You can clean the track using isopropyl alcohol and cotton swabs. You need to be careful not to lave any cotton fibres in the tracks or the mirror or the shutter. Take the lens off and then push the mirror out of the way with a swab (don't touch anything in there with fingers) Wet a swab end and just follow the track a few times. It may take a few passes before any buildups start to loosen up. And you may not see much if any thing.
Don't use any lube unless you have a high quality silicon. So don't be tempted to spray some WD40 in there (yes I've seen some do that and then wonder why it doesn;t work). There is a reccomended lube but I'd have to dig out the shop manual for the series to find what it was. It either was a silicone lube or a graphite. Anyway if the cleaning improves or fixes the problem then you should be good to snap away.
The film is either at the end or stuck. The shutter will not release unless the film advance lever has gone all the way and back. Make a note of the frame counter. Rewind the film and remove it from the camera (When you feel the film to come loose from the receiving spool, stop rewinding to prevent the end of the film to disappear inside the can. This way you can reload it if it was stuck in the middle.) If the film was completely exposed, take it to be developed. With the empty camera, try to advance the lever and release the shutter. If this works, the problem was the film and not the camera. Everything is fine. If the problem persists, take it to be repaired. If the film was stuck in the middle, load it again into the camera. With the lense cap on (preferably in a dark room or similar) 'shoot' as many 'empty' frames as you had on the counter plus two more. Finish the film and develop the pictures. If the film stucks again at the same place, rewind it and develop normally. It was a bad film. Hope this helped you to solve the problem.
After further investigation and because I can't keep my hands out of things I now know that the camera body is defective and that the shutter is jammed. It will only release with assistance. I was loading it correctly.
Has the rewind knob become unscrewed or just won't turn? It does have to be turned clock-wise to rewind the film. If you would happen to turn it counter-clockwise, it would either jam or the knob itself would become undone from the rewind shaft.

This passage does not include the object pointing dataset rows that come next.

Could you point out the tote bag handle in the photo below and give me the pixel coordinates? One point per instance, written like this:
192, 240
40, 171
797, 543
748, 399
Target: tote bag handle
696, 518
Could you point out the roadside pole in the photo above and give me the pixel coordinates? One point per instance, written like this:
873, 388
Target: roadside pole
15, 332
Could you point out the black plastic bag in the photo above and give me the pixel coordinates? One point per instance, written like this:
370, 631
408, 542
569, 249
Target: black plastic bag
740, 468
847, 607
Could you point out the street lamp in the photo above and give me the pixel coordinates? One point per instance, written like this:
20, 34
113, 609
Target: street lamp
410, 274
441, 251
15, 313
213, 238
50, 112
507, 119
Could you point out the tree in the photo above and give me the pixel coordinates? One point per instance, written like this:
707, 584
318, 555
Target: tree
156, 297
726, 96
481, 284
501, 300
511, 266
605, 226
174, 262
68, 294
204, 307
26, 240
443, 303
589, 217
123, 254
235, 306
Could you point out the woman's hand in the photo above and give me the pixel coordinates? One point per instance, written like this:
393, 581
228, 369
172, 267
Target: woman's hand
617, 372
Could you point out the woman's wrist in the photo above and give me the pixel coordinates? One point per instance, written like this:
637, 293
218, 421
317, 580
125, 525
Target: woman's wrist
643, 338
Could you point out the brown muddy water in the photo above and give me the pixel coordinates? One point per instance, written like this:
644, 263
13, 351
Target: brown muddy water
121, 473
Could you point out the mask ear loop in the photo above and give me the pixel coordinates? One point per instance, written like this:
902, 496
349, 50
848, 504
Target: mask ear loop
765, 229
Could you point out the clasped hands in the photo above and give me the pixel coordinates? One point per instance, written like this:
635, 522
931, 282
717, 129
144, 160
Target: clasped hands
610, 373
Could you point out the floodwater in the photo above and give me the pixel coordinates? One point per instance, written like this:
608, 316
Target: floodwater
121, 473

Just now saw your problem.....I can repair this for you. No it's not "overwound" you possible have some small piece of plastic that caused your second curtain to get hung up and thus jam the entire camera. I have probably repaired 500 AE-1's with the same problem. Art www.flcamerarepair.com
Take the bottom cover off and find the release magnet on the rewind end. There's an "L" shaped bracket that has a straight spring against it on one end and a magnet armature on the other ( under a plastic cover. Move the spring loaded end toward the front of the camera to release the magnet - the shutter should trip. If it does, install the battery and try it. If it doesn't, it has a mechanical jam and will have to go in for repair.